Politically Incorrect Reporting by Nevada Jack
Researchers at Oregon State University announced yesterday that flavonids, a compound found in hops, can be useful in eliminating "free radicals." This discovery may provide another tool in the fight against cancer. Since hops are primarily used in beer, the share prices for stock in Anheuser-Busch (BUD)shot up 24% by mid-afternoon. But after such stellar gains, the price dropped to a new low by the bell. Traders quickly started dumping BUD when news got around that traditional American lagers like Budweiser contain only a trace of hops. Also driving the stock price down was the claim made by Miller Brewing Company that Anheuser-Busch has changed their formula for Bud Light. Bud Light brewers deny this, but beer connoisseur Billy Bob Smith supported Miller’s claim, suggesting that Bud Light now contains even more swamp water.
Oregon State's findings are good news for microbreweries who make much of the darker beers consumed in America. Since Porters, Stouts and Ales contain more hops, they thereby contain more flavonids. Scientists were cautious about suggestiong darker beers, as they have more hops than their lighter cousins. A professor at the press conference in Corvallis refused to speculate when a reporter asked if his findings mean we should consume more beer. However, it should be noted that following the press conference, all the scientists were seen drinking Oregon’s own, Pete’s Wicked Ale, at a local pub.

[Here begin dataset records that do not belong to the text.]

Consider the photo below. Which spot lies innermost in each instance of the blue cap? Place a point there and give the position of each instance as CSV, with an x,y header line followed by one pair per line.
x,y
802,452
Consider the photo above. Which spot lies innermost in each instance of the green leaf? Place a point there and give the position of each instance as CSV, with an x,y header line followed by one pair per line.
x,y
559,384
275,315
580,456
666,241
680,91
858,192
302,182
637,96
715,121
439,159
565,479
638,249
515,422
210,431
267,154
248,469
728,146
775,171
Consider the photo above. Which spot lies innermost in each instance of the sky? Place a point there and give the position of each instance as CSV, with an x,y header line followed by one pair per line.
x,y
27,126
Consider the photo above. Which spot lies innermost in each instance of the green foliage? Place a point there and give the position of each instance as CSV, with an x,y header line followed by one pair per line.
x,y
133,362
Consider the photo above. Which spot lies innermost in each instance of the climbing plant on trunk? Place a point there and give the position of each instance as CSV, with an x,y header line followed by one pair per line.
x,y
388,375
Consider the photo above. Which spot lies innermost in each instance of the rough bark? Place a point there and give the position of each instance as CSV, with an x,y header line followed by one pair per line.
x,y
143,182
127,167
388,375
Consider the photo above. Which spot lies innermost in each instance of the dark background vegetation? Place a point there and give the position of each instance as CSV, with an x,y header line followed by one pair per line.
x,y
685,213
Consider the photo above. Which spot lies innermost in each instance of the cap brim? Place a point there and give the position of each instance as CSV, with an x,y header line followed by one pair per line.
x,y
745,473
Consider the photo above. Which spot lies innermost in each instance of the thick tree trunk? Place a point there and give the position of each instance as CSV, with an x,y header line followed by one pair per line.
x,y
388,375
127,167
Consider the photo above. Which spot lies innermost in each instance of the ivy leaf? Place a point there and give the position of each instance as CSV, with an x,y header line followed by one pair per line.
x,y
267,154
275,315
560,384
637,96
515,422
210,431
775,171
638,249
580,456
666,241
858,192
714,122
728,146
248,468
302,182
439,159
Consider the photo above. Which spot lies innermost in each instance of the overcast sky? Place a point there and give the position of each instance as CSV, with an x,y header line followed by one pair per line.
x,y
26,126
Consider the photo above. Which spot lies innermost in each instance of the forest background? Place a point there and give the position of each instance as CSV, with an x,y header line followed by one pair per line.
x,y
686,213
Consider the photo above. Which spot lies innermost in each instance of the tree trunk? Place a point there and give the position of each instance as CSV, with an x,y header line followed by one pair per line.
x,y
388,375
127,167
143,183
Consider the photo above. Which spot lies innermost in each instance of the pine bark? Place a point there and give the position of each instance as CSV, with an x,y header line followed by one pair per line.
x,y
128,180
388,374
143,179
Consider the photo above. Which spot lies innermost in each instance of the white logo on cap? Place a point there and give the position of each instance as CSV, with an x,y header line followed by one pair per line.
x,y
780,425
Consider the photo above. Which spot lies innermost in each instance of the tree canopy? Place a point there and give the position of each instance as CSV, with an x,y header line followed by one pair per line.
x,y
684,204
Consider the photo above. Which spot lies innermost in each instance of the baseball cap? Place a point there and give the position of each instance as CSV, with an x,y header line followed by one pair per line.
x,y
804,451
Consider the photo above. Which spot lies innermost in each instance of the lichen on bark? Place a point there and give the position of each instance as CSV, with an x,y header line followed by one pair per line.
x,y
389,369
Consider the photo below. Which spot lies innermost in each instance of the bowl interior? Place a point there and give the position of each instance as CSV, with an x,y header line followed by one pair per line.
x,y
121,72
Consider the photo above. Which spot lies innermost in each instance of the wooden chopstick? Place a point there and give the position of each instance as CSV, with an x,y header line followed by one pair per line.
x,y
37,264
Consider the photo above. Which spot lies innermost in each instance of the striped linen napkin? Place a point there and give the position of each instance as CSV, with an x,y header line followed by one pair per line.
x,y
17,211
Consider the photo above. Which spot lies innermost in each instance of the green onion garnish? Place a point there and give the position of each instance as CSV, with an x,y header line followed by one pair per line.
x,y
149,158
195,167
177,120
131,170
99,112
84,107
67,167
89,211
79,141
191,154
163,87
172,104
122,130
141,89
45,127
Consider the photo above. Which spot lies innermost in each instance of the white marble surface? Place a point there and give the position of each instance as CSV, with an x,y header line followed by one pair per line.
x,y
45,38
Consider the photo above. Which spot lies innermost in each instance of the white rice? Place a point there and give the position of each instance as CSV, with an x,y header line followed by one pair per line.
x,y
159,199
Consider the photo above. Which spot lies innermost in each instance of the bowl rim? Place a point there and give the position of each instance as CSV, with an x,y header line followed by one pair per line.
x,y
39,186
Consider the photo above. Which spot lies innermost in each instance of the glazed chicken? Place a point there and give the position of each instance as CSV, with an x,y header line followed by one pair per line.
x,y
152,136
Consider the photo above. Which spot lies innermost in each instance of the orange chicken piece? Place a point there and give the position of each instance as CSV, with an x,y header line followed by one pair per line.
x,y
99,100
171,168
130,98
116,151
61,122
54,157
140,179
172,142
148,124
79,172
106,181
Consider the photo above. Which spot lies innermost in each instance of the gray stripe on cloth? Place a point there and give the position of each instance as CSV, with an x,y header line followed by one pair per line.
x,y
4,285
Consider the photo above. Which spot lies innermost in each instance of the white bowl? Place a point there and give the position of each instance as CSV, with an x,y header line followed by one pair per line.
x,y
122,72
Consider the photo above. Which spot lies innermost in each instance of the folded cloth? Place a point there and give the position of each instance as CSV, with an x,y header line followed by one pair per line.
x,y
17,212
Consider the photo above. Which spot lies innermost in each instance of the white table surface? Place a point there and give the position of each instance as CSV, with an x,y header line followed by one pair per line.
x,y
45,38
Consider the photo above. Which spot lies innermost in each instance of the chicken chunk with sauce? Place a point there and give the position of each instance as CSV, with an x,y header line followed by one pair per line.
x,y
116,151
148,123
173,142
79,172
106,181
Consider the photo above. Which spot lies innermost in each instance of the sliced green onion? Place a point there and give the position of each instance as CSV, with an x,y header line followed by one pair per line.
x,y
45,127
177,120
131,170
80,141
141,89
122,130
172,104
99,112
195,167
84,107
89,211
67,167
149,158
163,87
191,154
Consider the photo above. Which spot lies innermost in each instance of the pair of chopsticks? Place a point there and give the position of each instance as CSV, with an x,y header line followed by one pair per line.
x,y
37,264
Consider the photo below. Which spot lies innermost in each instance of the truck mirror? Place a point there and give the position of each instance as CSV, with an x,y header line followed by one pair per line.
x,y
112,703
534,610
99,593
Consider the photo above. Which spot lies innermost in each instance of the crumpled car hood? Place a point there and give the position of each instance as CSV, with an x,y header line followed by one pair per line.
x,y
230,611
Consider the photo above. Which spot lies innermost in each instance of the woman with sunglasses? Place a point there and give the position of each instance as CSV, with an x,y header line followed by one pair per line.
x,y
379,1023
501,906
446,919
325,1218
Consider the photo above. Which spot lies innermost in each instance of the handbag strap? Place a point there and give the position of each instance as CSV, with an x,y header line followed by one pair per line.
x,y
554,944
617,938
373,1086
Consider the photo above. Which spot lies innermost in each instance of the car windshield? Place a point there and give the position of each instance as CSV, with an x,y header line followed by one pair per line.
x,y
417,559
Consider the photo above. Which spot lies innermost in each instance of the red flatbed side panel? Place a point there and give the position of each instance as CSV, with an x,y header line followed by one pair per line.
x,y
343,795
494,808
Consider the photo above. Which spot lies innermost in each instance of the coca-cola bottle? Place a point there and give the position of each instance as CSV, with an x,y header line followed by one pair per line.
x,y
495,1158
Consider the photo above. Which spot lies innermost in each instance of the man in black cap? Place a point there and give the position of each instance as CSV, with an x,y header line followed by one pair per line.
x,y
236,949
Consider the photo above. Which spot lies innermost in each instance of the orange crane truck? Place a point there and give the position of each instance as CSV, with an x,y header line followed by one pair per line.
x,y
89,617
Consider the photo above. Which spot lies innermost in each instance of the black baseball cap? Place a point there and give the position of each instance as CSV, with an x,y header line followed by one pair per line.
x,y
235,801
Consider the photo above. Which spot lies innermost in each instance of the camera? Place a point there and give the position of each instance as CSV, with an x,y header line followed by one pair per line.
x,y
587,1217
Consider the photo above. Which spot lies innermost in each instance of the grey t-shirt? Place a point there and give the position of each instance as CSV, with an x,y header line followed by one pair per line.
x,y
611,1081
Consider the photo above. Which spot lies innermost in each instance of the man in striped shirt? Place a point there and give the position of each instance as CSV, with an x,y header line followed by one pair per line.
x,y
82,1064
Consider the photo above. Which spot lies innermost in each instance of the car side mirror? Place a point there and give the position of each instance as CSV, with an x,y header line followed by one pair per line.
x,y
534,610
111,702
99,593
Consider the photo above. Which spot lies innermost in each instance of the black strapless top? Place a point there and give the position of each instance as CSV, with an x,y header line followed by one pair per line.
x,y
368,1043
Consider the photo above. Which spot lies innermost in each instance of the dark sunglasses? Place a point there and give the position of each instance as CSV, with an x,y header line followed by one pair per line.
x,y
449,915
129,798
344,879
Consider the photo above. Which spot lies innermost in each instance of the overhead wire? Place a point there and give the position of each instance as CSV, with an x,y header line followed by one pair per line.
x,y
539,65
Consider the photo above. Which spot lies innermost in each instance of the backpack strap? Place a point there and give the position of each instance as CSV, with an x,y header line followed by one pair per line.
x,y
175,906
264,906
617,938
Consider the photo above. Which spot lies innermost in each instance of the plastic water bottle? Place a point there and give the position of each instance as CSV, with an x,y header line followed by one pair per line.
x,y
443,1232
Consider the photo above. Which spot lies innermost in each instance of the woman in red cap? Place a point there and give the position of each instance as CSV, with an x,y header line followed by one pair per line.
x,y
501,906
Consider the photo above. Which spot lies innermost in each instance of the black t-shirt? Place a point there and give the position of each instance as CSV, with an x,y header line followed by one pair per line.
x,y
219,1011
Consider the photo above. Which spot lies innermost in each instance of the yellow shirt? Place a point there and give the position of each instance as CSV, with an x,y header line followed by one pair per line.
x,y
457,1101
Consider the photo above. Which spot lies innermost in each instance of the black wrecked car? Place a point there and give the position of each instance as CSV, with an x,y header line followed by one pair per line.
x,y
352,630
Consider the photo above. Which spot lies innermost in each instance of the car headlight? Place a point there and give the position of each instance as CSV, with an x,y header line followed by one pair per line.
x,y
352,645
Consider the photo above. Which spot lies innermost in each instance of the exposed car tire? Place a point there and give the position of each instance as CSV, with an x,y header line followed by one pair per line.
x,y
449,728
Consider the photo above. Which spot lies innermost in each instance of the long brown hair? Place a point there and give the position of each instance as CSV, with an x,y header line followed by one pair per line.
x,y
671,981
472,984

The press conference broke out into a riot when scientists announced plans to hire research assistants to help them study the relation of hops and beer to cancer prevention. Thousands of students rushed the podium, hoping to obtain one of the coveted positions. The admission office was suddenly overflowed with applicants from their rival, the University of Oregon, as students positioned themselves to participate in such noteworthy research. By the end of the day, the Corvallis Police Chief called the Governor, requesting the National Guard be mobilized. "This is just what we needed, a scientific excuse for college students to drink more beer," the chief whined.
In related news, President George Bush is now serving dark beer at cabinet meetings, dispelling rumors that his staff only drinks Busch Lite. "This stuff gets rid of free radicals," he told his staff as he popped open bottles and passed them around. "First, let’s drink to Al Franken’s demise." As the meeting continued, new rounds were dedicated to a different radical in the media. Maureen Dowd, Molly Ivins, and Alfred E. Newman each had their turn. By the time the meeting adjourned, no one in the room could find Iraq on the map, nor did they care. Condoleezza Rice, reporting in my speakerphone from the Middle East, expressed her frustration at not being able to join the fun. "They don’t even sell beer here," she complained. The president said he’d look into the situation, reminding everyone that freedom means you can choose between a porter and stout.
Several conservative columnists also joined the campaign to free the nation of radicals. Bill O’Reilly expressed his preference for Guinness, reminding listeners of his Irish roots. Rush Limbaugh, rubbing his belly, laughed that he has been trying to rid the nation of free radicals for years. However, conservative columnist Ann Coulter refused to join the bandwagon. "Nobody really cares what I say," the leggy blond reported. "I’d be all washed up if I grew a beer belly like Rush." Last month, the "Liberal Men’s Room, a chauvinistic collection of male liberal media moguls, honored Ann as the hated conservative columnist they’d most like to love.